Apache Kafka Producer Config: 'request.timeout.ms' VS. 'max.block.ms' properties

Asked 24/1, 2017 at 18:11 Answered 13/12, 2023 at 10:40

Given the below synchronous kafka producer

Properties props = new Properties();
props.put("max.block.ms", 30000);
props.put("request.timeout.ms", 30000);
props.put("retries", 5);

KafkaProducer<String, byte[]> produce = new KafkaProducer<>(props);

//Send message
producer.send(producerRecord).get();

help me understand the difference between request.timeout.ms and max.block.ms producer configs. Does either include max time for all retries? Or does each retry have its own timeout?

Redcap answered 24/1, 2017 at 18:11 Comment(0)

request.timeout.ms is used to timeout request, I would set this to the maximum time I can wait for the response.

max.block.ms is used for producer to block buffer time, serialization time etc.

For details look at this one. https://cwiki.apache.org/confluence/display/KAFKA/KIP-19+-+Add+a+request+timeout+to+NetworkClient

Rawdan answered 24/1, 2017 at 21:19 Comment(1)

request.timeout.ms(producer config) should be larger than replica.lag.time.max.ms(broker config) to reduce the possibility of message duplication due to producer retries.
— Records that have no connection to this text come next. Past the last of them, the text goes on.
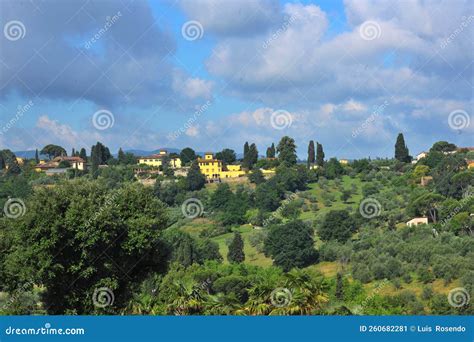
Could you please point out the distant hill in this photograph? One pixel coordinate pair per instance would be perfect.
(31, 153)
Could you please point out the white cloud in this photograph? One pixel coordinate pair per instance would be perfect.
(241, 17)
(192, 131)
(192, 88)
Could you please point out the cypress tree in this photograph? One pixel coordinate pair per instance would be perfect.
(83, 154)
(252, 156)
(236, 249)
(246, 149)
(401, 150)
(319, 154)
(271, 151)
(339, 287)
(311, 153)
(121, 156)
(95, 160)
(195, 180)
(287, 151)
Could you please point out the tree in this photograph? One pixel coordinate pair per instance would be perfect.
(195, 180)
(443, 146)
(83, 154)
(53, 151)
(100, 153)
(227, 156)
(9, 162)
(287, 151)
(187, 155)
(319, 155)
(246, 150)
(71, 263)
(401, 150)
(333, 169)
(236, 249)
(311, 153)
(121, 156)
(250, 157)
(221, 197)
(337, 225)
(267, 197)
(346, 194)
(291, 245)
(426, 204)
(271, 151)
(339, 287)
(256, 177)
Source – Phidippides 8/1, 2020 at 3:17

I found the accepted answer a bit "thin", so may be this will help others.

There are two important things in your code:

KafkaProducer<String, byte[]> produce = new KafkaProducer<>(props);

//Send message
producer.send(producerRecord).get();

producer.send(producerRecord) - that is made from two parts : blocking and non-blocking. The blocking part is made from some "parts":

- Request metadata about brokers from zookeeper 
- Serialize message
- Choose a Partition 
- Place Message in the RecordAccumulator

Now, usually, the first three steps are fast (first one is cache after the initial call), while the fourth one might take time. It happens because RecordAccumulator has limited space (buffer.memory) and how much space you have there at the moment depends on the other thread in the producer client (called Sender Thread). If this thread is doing a bad job (retrieving and sending messages from RecordAccumulator to the brokers; there are metrics for all of this btw), your send method will be blocked (there is no space in the RecordAccumulator) until space becomes available.

All of these 4 steps are allowed to be blocked to a max of max.block.ms. And this is what the KIP means when it talks about:

metadata fetch time (fetches metadata from zookeeper about brokers)
buffer full block time (the time I was saying about)
serialization time (customized serializer)
partitioning time (customized partitioner)

There is also the delivery.timeout.ms. It's the total time to wait before the message is sent to the partition and it includes: time to push the record to a batch (in the RecordAccumulator) + time to get acks (for example all and wait for the message to be replicated across replicas) + time to send the message to the broker, including all retries, if any.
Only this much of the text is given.